Она взмахнула рукой, и Андре, элегантный в золотисто-белом наряде и белоснежном парике собственного изготовления, встал с табурета и прошел к ней.
– Мой дорогой друг и ваш любезный хозяин на весь вечер, Андре Леклер!
Андре взял Ханну за руку. Аплодисменты усилились. Ханна снова поклонилась, Андре сделал легкий реверанс.
Под звуки аплодисментов он сказал:
– Сударыня моя, вы, как всегда, делаете честь моим никчемным стихам и музыке.
– Честь! – Она тихонько фыркнула. – Вы мошенник, Андре. И знаете, что чрезвычайно обожаете собственные произведения.
– Возможно, что и так, мадам, – пробормотал он сквозь смех. – Но, э-э… приятный голос не умаляет их очарования. И не забывайте, кто вас научил петь, дорогая Ханна.
Прикрыв улыбку рукой, Ханна ткнула его локтем в бок.
Когда аплодисменты стихли, из публики раздались крики:
– Еще! Еще!
– Прошу прощения. – Ханна подняла руки. – Мы даем одно представление за вечер. Это наше правило. Теперь, с вашего позволения, дамы и господа…
Она поклонилась в третий раз, теперь гораздо ниже, так что мужчины вытянули шеи, а кто-то даже встал, чтобы получше рассмотреть смелое декольте ее платья, сшитого для нее Андре.
Затем она добавила:
– Однако я уверена, что вы сможете уговорить мсье Леклера поиграть для вас.
Затем Ханна быстро сошла с маленькой сцены и по скрытой за портьерами узенькой лестнице поднялась на второй этаж. Таверна не сдавала комнат для проживания, весь второй этаж был переделан в спальни для Ханны и ее спутников.
Она с улыбкой поднималась по ступеням, вспоминая совет Андре, когда впервые начала петь, и публика требовала еще и еще. «Всегда оставляйте их в желании, сударыня моя. Вы должны относиться к ним как к возлюбленному, неустанно дразня их и мучая. Если они добьются своего, то могут и не вернуться. Но оставьте их желать еще, и они возвратятся. Естественно!»

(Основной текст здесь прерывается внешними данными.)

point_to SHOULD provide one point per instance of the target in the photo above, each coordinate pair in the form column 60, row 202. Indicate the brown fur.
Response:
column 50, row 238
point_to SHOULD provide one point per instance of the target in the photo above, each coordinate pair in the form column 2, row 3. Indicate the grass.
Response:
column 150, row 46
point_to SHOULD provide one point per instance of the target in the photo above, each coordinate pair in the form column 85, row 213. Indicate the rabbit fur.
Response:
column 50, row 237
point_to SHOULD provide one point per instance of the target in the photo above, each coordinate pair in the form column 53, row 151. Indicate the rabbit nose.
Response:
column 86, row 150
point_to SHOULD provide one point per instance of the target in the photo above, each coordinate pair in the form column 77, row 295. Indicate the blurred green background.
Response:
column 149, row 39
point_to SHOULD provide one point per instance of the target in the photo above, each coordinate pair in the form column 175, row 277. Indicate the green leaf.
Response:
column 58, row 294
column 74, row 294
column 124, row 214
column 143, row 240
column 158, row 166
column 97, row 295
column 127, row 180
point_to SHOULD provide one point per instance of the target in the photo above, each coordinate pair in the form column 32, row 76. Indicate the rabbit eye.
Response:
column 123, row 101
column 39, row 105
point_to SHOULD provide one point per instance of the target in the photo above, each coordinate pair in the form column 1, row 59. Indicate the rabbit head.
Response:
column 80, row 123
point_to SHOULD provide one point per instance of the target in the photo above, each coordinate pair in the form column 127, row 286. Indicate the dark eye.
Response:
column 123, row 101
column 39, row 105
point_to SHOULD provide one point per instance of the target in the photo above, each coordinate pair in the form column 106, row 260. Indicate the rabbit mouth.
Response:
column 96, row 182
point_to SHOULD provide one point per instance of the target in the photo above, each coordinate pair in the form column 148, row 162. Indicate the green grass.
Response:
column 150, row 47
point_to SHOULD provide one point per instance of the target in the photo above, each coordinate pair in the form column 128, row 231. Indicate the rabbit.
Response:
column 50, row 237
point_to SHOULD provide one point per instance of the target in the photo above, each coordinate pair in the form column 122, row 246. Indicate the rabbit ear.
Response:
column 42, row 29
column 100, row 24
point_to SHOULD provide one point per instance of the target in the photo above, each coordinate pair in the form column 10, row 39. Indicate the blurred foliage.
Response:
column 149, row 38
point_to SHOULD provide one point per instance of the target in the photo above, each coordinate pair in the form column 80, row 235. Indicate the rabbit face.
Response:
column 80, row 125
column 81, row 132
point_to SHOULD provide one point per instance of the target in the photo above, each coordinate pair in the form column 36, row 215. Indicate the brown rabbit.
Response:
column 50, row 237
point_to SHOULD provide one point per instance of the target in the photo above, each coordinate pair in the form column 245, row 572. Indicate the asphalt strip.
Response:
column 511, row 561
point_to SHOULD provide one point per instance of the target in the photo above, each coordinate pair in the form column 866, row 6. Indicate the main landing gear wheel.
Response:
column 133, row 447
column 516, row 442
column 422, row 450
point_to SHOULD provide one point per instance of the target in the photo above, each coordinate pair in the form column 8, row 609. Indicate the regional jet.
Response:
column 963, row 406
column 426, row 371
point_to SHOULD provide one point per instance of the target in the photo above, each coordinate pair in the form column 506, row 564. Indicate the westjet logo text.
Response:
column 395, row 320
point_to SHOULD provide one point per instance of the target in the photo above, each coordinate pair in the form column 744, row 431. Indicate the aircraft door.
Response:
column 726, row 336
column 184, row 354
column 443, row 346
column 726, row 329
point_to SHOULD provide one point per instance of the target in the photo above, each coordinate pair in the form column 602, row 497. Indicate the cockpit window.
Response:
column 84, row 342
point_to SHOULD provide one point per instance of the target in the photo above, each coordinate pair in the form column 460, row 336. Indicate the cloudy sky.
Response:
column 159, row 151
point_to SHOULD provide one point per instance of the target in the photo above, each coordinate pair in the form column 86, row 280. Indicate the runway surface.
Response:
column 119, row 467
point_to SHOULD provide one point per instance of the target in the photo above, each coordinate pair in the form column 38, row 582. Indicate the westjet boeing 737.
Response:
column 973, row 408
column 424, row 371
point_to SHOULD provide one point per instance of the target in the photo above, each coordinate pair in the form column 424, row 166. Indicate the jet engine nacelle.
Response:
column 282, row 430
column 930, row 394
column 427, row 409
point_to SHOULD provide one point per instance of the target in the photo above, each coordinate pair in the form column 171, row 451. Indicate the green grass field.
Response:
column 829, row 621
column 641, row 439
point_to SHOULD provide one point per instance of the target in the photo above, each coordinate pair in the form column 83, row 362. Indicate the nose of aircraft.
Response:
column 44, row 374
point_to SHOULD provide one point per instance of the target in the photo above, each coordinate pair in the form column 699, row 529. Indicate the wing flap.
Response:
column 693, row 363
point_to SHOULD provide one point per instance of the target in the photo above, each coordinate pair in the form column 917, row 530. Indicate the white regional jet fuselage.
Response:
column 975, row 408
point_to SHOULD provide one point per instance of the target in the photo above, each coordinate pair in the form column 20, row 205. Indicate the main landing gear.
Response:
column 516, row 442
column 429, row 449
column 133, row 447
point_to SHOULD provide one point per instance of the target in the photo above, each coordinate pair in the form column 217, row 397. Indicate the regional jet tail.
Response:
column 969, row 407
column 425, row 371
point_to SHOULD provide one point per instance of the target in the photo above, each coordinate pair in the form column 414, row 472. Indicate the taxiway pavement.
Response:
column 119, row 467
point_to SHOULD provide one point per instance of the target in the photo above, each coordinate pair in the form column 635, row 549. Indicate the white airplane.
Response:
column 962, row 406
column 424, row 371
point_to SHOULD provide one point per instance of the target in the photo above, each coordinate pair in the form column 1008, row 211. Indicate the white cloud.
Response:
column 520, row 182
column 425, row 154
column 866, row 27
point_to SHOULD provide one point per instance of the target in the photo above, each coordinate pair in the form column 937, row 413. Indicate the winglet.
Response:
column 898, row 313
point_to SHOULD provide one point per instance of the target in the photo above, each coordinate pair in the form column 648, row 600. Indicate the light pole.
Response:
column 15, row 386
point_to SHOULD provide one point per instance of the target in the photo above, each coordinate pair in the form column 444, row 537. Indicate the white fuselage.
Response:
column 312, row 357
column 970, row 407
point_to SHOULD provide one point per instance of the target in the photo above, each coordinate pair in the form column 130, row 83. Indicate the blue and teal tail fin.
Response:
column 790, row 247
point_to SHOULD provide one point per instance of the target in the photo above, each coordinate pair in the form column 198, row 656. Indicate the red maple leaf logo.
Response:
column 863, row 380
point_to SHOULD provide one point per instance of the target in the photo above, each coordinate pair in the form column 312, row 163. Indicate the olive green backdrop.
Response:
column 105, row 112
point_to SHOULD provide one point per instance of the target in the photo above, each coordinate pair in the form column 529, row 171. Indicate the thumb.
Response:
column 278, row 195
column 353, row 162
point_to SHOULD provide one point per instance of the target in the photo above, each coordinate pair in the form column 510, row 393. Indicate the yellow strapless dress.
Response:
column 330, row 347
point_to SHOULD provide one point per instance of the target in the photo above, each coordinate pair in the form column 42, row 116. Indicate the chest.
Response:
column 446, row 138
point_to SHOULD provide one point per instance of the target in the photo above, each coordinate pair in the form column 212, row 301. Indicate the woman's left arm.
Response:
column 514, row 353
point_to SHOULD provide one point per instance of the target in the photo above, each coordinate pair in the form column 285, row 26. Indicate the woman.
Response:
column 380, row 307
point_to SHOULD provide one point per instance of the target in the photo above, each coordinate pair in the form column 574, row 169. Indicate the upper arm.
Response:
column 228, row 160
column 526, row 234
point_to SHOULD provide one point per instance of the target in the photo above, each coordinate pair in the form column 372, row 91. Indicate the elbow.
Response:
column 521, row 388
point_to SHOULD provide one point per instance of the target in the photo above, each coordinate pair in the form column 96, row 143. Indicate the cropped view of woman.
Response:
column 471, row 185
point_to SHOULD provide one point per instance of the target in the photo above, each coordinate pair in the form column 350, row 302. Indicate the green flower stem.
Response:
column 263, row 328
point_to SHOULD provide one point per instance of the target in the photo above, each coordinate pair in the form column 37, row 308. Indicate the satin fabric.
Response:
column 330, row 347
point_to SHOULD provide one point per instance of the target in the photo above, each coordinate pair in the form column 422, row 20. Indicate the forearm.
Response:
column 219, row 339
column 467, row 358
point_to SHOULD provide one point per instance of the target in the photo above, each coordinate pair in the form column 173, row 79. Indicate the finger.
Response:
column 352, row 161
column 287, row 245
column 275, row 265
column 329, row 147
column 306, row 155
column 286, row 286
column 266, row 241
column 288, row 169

Обычно Андре был прав. Ханна громко засмеялась. Но так было не всегда. В их первой таверне в Бостоне он ввел одно нововведение, от которого их постигла катастрофа, прежде чем они по-настоящему начали дело…
На вершине лестницы она заметила, что дверь в комнату Мишель приоткрыта. Ханна осторожно открыла дверь пошире и на цыпочках вошла в комнату. На столике догорала одинокая свеча, Бесс дремала в кресле-качалке рядом с колыбелью.
Бесс резко проснулась.
– Тише, девочка. Она спит.
Ханна подошла к колыбели и встала, глядя на спящего ребенка. Ее ребенка, ее и Майкла. Родился не сын, как она надеялась, но Ханна все равно радовалась. У девочки были мамины огненно-рыжие волосы и длинные ресницы, но темные глаза и черты лица явно были от Майкла. Она спала, длинные ресницы, словно перья, прикрывали ее глаза.
Ханна как-то спросила Андре, какое французское имя соответствует английскому «Майкл».
– Мишель… но я вроде бы не слышал, чтобы так называли девочек.
– Пусть будет Мишель. Мне хотелось, чтобы ребенок Майкла был мальчиком, но поскольку это не так…
Ханна глядела на дочку, и сердце ее наполнялось любовью. Если бы только Майкл мог ее видеть! Ханна попыталась отогнать мысли о нем. Стоял март 1721 года. В Вирджинии уже весна, но здесь, в холодном климате Новой Англии, она задерживалась. С того дня, когда Ханна в последний раз виделась с Майклом Вернером, прошло больше двух лет. Глупо было бы полагать, что после столь долгого времени она все еще любит его. Но в такие моменты, глядя на спящую дочку, мысли о Майкле прорывались в ее сознание.